たらたら神秘主義

本と映画と音楽と日常、できれば神秘

ずいぶん前に買って、ちびちび読んだいたせいで、読み終わったのだかまだなのだか、よく分からなかった中沢新一の本を、読み終えた。


「知的な本」というのは、意外と貴重で、むずかしいことを言っていたり、たくさんの知識を披露していたりする本はたくさんあるけど、読んでいてページからじんわりと知的な雰囲気が漂ってくる本はそう多くはない。『カイエ・ソバージュ〓 人類最古の哲学』は、そういう本だった。


かなり具体的に様々な神話について言及していて、それほど神話に興味のあるわけではないぼくにとっては、つまりは「どうでもいい情報」であるはずなんだけど、読んでいると、その知的な雰囲気に心地よい時間を過ごすことができてしまう。

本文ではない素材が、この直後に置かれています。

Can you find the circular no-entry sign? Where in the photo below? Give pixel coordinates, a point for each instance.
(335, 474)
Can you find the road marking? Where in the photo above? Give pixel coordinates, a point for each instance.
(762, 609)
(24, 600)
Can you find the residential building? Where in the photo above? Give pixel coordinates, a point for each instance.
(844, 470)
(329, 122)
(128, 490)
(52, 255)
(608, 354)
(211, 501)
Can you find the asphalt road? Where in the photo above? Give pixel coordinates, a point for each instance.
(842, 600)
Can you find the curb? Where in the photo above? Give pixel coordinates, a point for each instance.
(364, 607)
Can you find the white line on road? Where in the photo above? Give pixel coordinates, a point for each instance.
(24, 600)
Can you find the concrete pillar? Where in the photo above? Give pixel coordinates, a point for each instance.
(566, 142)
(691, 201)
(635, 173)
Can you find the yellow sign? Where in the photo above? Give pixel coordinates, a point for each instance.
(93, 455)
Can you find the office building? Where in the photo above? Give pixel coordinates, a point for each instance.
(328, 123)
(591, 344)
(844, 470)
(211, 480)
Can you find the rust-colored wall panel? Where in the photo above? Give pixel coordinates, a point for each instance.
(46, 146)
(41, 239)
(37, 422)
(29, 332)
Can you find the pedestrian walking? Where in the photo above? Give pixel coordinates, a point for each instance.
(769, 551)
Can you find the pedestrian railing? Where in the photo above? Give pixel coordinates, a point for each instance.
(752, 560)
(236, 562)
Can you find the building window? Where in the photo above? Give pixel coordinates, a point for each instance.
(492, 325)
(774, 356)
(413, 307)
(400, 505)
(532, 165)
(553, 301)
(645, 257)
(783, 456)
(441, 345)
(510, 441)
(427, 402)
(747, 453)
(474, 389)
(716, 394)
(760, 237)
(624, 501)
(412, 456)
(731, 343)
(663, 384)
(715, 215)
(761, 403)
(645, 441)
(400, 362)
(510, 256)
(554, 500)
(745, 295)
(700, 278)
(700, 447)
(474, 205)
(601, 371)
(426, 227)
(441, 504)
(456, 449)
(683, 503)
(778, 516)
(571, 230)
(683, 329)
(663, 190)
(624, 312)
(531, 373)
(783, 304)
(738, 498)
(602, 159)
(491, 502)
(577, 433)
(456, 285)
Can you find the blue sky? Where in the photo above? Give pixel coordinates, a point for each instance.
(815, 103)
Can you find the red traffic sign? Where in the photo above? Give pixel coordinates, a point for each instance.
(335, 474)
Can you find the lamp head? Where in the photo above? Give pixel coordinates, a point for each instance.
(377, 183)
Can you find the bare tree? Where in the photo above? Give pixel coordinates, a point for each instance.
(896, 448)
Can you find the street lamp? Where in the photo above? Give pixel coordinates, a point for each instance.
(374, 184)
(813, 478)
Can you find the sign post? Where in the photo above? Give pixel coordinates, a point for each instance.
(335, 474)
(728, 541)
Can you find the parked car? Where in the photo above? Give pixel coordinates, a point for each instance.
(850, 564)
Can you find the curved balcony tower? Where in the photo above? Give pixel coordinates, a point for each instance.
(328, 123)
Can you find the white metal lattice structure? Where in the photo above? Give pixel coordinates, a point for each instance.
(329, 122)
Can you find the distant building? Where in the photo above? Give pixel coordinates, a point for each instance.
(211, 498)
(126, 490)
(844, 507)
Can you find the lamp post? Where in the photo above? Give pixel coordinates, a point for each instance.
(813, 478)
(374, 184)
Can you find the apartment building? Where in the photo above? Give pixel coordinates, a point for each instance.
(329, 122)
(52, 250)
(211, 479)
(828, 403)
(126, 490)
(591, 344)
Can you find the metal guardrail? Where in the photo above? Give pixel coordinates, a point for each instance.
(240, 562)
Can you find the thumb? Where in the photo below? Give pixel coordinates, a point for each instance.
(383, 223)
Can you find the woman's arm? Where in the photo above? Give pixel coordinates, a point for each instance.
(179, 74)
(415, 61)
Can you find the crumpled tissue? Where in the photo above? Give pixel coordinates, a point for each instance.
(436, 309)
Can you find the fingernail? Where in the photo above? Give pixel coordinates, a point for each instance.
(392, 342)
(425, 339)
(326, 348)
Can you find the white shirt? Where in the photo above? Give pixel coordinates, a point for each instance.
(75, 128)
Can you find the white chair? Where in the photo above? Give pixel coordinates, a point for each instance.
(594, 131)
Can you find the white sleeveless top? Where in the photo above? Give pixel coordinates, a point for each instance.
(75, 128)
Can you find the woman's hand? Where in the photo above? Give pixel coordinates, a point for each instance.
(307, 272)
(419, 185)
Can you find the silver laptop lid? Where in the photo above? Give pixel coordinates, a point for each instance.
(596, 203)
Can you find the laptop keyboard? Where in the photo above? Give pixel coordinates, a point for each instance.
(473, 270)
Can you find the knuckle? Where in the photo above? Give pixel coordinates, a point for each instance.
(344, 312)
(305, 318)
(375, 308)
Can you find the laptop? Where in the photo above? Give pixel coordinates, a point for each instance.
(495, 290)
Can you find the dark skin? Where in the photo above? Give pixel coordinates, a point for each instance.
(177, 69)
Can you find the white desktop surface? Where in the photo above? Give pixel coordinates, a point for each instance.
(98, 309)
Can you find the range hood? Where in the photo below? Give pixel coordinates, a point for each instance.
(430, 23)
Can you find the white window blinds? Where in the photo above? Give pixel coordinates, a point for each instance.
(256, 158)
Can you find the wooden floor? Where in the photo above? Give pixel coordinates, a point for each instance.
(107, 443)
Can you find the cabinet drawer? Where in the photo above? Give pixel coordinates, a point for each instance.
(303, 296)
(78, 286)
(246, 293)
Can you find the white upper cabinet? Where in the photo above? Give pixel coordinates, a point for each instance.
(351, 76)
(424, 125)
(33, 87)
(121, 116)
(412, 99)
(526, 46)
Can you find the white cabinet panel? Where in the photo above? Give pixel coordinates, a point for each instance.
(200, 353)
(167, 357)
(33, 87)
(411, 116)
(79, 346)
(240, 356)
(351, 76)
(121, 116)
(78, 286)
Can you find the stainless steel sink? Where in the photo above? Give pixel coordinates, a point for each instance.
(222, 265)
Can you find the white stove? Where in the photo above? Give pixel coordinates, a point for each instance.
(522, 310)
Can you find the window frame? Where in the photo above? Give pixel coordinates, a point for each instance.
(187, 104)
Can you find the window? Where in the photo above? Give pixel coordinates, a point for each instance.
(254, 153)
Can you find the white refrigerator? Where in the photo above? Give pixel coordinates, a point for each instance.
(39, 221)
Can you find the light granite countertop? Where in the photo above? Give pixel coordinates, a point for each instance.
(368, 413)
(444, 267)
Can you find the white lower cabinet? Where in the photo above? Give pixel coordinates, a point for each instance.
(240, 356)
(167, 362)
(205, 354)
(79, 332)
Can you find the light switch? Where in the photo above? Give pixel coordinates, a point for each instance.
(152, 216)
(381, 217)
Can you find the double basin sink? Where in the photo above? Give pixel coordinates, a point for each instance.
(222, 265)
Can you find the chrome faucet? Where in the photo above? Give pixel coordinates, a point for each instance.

知的な雰囲気とは、書いている本人が知的な欲望を感じていることによって生まれるもので、そんなふうな著者はそれほど多くはないということだ。浅羽通明の『野望としての教養』を読んでいるときも知的な雰囲気に浸ることがおもしろさの中心だった。重要なのは、知識ではなく、読んでいる者が、その知的な欲望に感染できるかどうかだ。


ということは、小説においても、書くものが楽しんで書いていることが、重要だということになるのかもしれない。そんな結論はいまさらおもしろくもなんともないかもしれないけど、ぼくとしては意外と新鮮にそう思う。


実際、自分が楽しいと思って授業をしていることが、いい授業の第一の条件だし、自分が楽しいと思ってセックスをしていることがいいセックスの条件だ。